デュロテップパッチは普通モルヒネなどからの切り替えを行います。
時により他の麻薬系鎮痛薬へ切り替えたり、もう一度モルヒネに戻ったりと、ローテーションしながら使ったりもします。
この切り替えには用量の調節がとっても重要で、突発的な痛みに対しレスキュードーズ(モルヒネの追加投与)を含めた使用方法の熟知が必要。適量が投与されないとひどい痛みが現れたり、効きすぎてしまったりとした弊害が現れるためです。

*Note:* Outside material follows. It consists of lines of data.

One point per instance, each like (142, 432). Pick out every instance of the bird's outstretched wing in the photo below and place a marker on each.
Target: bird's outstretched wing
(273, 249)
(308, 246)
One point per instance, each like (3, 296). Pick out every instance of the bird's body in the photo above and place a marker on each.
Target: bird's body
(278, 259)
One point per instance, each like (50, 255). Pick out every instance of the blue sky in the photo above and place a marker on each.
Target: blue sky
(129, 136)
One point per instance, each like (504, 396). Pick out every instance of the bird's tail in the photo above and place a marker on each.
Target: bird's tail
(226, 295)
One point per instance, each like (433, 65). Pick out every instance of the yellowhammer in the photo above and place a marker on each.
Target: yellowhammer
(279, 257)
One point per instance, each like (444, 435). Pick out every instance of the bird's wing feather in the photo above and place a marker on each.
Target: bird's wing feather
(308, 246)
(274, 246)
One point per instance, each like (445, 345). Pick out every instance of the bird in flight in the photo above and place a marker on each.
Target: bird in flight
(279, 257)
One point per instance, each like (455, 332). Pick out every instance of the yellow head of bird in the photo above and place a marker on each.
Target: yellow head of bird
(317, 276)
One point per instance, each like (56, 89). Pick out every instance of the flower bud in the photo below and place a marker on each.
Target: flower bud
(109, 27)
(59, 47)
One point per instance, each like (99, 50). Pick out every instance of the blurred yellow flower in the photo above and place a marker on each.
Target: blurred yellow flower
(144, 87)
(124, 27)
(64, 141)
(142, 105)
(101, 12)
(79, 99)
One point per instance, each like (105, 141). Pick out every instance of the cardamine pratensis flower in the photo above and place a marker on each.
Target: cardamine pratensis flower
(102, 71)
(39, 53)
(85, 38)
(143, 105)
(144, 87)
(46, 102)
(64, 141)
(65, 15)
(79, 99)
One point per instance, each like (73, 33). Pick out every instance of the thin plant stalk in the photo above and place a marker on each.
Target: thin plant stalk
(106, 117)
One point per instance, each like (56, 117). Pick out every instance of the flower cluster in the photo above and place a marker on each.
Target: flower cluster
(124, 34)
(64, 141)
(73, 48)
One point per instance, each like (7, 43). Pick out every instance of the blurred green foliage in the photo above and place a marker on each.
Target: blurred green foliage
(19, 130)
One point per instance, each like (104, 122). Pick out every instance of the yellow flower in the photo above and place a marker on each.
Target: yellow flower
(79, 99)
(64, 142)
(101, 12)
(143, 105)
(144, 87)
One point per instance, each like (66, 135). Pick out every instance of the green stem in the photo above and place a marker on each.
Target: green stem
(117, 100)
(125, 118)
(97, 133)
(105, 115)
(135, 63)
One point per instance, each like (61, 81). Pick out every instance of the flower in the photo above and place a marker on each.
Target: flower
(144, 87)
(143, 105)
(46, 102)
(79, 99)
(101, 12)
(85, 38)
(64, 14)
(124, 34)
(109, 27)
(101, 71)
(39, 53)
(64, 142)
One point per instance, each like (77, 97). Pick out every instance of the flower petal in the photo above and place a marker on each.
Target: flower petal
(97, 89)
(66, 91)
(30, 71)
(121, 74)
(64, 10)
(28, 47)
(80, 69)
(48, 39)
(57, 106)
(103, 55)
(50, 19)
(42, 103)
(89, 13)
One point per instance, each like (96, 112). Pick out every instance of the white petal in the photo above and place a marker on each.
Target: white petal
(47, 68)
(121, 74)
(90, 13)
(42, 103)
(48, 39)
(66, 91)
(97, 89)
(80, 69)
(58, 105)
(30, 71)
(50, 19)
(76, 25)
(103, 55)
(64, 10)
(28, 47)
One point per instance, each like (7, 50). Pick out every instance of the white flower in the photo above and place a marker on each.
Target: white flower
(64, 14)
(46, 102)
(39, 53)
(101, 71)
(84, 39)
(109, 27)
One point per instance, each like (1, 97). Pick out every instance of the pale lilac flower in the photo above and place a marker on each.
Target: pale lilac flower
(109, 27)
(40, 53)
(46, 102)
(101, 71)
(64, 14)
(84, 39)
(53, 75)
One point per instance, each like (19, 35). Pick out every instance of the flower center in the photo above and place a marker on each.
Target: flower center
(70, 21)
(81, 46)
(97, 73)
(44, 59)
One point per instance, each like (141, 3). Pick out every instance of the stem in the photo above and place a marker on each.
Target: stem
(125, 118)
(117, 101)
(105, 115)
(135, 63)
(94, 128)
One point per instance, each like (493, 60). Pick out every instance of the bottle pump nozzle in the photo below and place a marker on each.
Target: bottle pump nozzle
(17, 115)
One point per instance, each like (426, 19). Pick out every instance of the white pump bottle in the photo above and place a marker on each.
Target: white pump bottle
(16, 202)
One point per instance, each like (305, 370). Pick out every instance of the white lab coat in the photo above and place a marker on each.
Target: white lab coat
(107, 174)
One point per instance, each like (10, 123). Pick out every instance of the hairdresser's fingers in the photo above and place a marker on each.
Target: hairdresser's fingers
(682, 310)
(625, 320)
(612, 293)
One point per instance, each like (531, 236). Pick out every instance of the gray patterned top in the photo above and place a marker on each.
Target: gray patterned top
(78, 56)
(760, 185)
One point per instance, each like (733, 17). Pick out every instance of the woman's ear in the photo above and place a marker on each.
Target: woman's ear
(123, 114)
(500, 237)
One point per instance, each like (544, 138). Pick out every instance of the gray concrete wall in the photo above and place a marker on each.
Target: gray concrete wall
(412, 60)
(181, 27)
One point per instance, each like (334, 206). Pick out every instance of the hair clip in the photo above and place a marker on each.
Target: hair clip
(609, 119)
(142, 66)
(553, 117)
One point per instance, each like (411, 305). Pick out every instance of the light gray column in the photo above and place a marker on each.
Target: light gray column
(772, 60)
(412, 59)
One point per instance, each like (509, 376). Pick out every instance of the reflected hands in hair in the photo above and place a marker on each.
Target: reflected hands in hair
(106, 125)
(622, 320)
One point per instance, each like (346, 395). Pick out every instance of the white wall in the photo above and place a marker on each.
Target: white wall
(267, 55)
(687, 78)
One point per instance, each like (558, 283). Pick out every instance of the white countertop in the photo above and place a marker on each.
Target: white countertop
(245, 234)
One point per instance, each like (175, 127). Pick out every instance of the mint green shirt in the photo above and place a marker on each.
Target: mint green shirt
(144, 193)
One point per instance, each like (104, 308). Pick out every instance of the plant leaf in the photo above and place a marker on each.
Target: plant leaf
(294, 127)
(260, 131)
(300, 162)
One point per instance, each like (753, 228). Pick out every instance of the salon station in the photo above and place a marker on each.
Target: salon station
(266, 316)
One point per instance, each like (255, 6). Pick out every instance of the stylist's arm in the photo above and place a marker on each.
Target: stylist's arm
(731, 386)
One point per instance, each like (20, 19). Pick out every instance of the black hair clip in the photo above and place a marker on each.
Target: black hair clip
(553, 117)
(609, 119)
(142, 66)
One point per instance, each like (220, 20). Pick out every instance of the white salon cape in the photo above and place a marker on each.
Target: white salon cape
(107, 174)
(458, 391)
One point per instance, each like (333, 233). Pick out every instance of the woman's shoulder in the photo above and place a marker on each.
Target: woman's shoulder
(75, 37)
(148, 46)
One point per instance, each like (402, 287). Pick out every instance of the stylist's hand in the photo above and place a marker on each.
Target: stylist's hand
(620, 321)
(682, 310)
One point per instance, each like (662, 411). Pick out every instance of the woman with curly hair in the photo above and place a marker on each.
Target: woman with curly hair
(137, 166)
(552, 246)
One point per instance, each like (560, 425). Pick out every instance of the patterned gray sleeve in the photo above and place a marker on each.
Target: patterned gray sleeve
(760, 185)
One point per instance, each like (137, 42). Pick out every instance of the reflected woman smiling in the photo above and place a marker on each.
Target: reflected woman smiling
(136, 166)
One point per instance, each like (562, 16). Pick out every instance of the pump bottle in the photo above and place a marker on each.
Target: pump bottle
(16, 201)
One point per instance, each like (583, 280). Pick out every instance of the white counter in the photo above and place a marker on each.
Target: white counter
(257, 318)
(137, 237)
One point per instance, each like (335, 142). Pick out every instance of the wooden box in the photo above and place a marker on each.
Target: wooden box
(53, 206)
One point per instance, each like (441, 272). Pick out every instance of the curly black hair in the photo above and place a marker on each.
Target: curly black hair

デュロテップパッチは3日ごとに貼り変えます。徐々に皮膚から浸透していくため即効性はなく、血中濃度は48時間後にピークを迎えます。
ですから効果が現れるまでに時間がかかるため、モルヒネから切り替える時は最初は必ずモルヒネと併用します。

在宅で疼痛緩和を管理するのにこのパッチはとっても便利だと思います。
普段はデュロテップパッチを貼って、突発的な痛みにはレスキュードーズ。
これで快適な在宅ホスピスが実現できる人が増えればと願っています。